Clear Stream

Clear Stream

Thursday, January 14, 2016

You better not be telling me what to do

Interesting and shameless recent patient interaction. He comes in once a year, maybe. The last visit was 18 months ago, because "I don't like paying the $35 copay".  This patient has a $0 cost (to him), Medicare Advantage plan with a company currently embroiled in a merger deal with another big five company.  I say, "well, I don't like working for free". He says his INSURANCE agent (who gets a commission for every policy sign-up) told him to "tell the doctor to send in the claim as a prevention visit and it would be covered 100%". I told him to go to his agent for his future medical care, and I was only half joking.

Where to begin?

Doctor comes from the latin word, docere, meaning "to teach". I teach prevention at every visit. As a dermatologist, it boils down to the basics that everyone hears all day--stay out of the sun, wear sunscreen, stay hydrated, moisturize.
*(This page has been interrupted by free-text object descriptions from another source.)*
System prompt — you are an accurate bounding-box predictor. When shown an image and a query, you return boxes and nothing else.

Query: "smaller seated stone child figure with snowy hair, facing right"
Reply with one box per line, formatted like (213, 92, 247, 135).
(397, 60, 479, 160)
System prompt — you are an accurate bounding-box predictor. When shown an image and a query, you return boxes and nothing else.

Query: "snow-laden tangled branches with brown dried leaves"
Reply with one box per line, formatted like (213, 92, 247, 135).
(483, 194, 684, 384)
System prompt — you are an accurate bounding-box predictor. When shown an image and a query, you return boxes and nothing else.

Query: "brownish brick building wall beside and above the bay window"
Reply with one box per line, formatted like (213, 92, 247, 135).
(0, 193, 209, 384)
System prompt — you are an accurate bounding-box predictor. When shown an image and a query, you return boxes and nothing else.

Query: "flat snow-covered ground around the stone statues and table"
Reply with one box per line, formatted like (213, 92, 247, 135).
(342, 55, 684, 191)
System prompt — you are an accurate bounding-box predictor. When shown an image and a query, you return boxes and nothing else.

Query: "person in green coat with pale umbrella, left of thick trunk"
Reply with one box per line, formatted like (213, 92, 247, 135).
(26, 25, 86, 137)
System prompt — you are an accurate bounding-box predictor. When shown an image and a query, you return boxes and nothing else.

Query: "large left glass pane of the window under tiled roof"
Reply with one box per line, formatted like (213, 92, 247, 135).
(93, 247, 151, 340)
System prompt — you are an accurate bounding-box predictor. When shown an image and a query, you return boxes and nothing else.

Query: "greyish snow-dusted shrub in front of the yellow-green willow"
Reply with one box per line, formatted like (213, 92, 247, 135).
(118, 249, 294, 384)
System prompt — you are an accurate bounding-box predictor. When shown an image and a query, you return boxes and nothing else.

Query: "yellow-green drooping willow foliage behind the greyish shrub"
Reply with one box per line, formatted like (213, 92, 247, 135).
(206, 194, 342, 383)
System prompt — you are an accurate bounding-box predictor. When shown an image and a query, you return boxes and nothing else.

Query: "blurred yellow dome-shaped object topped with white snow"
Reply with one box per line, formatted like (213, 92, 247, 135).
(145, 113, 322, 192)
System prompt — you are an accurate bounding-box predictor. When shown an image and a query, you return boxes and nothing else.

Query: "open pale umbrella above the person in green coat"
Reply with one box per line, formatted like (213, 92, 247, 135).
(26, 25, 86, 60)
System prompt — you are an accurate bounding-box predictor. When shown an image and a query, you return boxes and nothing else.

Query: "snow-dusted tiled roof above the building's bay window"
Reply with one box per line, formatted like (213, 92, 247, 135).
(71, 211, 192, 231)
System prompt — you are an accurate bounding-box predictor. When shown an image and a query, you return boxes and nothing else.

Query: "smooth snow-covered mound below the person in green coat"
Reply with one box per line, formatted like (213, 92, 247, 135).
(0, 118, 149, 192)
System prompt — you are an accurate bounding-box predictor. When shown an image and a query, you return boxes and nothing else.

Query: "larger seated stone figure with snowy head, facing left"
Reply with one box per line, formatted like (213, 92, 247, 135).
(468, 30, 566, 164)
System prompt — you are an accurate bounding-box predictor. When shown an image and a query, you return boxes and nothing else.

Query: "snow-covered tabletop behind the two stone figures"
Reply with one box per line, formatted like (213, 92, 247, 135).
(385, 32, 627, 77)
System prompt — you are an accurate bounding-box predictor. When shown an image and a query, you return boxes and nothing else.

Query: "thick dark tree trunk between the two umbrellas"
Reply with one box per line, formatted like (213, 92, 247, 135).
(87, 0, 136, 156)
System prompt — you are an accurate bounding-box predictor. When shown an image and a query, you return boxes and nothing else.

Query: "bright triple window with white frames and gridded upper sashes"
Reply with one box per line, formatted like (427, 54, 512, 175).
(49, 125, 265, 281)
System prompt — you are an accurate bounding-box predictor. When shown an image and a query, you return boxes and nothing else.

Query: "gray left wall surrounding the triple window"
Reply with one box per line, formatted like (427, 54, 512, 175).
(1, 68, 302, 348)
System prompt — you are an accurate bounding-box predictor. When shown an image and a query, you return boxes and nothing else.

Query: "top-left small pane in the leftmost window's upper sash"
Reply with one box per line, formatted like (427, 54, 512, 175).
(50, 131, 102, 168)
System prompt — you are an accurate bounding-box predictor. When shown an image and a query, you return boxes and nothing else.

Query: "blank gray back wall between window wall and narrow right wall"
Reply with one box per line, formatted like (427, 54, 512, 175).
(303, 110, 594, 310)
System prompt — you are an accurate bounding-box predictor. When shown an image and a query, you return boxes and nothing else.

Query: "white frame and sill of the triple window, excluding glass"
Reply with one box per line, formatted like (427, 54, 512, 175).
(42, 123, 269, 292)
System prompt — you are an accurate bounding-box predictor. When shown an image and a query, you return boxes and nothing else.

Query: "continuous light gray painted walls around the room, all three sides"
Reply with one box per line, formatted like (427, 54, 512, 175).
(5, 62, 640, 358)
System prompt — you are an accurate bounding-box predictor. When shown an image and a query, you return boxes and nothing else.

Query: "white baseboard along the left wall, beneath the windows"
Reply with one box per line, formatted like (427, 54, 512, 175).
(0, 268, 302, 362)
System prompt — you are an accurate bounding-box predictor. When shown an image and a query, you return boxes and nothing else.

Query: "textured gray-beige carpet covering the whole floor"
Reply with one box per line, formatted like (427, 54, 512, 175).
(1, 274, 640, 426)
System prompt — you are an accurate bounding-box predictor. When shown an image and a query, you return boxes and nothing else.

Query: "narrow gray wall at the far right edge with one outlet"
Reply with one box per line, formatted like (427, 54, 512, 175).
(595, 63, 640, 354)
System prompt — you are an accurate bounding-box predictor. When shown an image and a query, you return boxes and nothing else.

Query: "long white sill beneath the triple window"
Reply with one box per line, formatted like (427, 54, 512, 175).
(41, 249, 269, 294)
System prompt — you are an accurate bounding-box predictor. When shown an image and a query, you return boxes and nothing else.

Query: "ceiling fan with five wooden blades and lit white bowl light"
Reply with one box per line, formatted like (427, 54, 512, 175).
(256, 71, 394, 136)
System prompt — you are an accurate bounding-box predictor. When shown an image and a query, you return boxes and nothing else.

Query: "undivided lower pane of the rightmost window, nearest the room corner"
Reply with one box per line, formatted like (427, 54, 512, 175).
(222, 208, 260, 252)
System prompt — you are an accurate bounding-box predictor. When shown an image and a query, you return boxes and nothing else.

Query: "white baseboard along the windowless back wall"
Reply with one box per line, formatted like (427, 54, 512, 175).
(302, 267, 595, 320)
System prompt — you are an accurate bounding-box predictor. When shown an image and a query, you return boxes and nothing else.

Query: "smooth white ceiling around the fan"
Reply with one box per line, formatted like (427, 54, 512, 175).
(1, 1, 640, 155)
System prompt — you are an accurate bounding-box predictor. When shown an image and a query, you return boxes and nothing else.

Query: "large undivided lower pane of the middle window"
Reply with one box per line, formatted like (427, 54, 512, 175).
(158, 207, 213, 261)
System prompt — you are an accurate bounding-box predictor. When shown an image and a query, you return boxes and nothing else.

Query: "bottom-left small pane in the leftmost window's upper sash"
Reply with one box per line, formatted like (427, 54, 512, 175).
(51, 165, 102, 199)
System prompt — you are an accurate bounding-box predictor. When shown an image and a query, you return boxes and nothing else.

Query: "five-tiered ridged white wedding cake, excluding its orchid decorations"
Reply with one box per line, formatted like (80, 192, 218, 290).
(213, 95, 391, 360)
We're not talking about a 30 year old coming in for a check up and wants to know how to take care of herself. We're dealing with an 88 year old man with a history of dozens of basal cell skin cancers, squamous cell skin cancers, many Mohs surgeries, a chart rife with biopsy report after biopsy report.

I am an end of the line specialist for this patient, firmly in the realm of management and treatment for skin cancer. Referrals get made annually for him for Mohs surgery for those skin cancers that are too aggressive, irregular, located in tough spots such as the eyelids. Every visit for the past decade involves a diagnosis and a treatment. Preventative advice is freely given, and never followed. This is the same patient who told me 4 years ago he would sit in the Florida sun for 30 mins every day so he would get his vitaminD. This is on the same day I excise a basal cell skin cancer from his face. After telling myself to stay calm, I advise him that it's a bad idea to sit baking in the FL sun, with his Caucasian-white and terribly sun ravaged skin. Broken bones resulting from low levels of vitamin D can be prevented by taking a daily vitamin. There's no such remedy for skin cancer. The damage was done decades ago, when he was self professed sun worshipper, visiting FL from the northeast where he would come down and get sunburnt, then go home and show off his tan. ***eyeroll***

We are long past the point of submission of "prevention visits" for this patient. We are in the business of keeping him alive and well and not letting him succumb and suffer from readily treated skin cancers. We are also not in the business of following the exhortations from a salesman. Borderline fraudulent, the falsehood perpetrated by this agent feeds into the whole gestalt in our culture right now, "I need to get something for nothing". This isn't possible. If I don't collect the copay, I lose money, and on a grander scale, I may need to close my practice if I take a 15% fee cut across the board from all my patients with a copay. Then where would we be? No doctor, no help, increased morbidity and mortality in a community. All from an agent who thinks he can help us all "game the system" by getting something for nothing. I'm not going to justify my business costs, nor defend my ability to stay in business, by allowing a bottom feeding salesman piece of trash to tell a patient to tell me what to do, and how.

To add insult to the injury, medical records are often audited by this same company's "provider payment integrity department", and if the record doesn't fit congruently with the medical claim, recoupment of payment is initiated. No recourse, no contest. The money is garnished from future earnings or sent to a collections agency, and a blemish on your financial record forever. So you see, I'm on the hook after the payment is made to me, by the insurance company, for my integrity and honesty --or I sink like the Titanic.

This story hasn't ended. I am waiting for the call from his agent. I can't wait for it, actually, it's going to be soooo fun to deal with this one.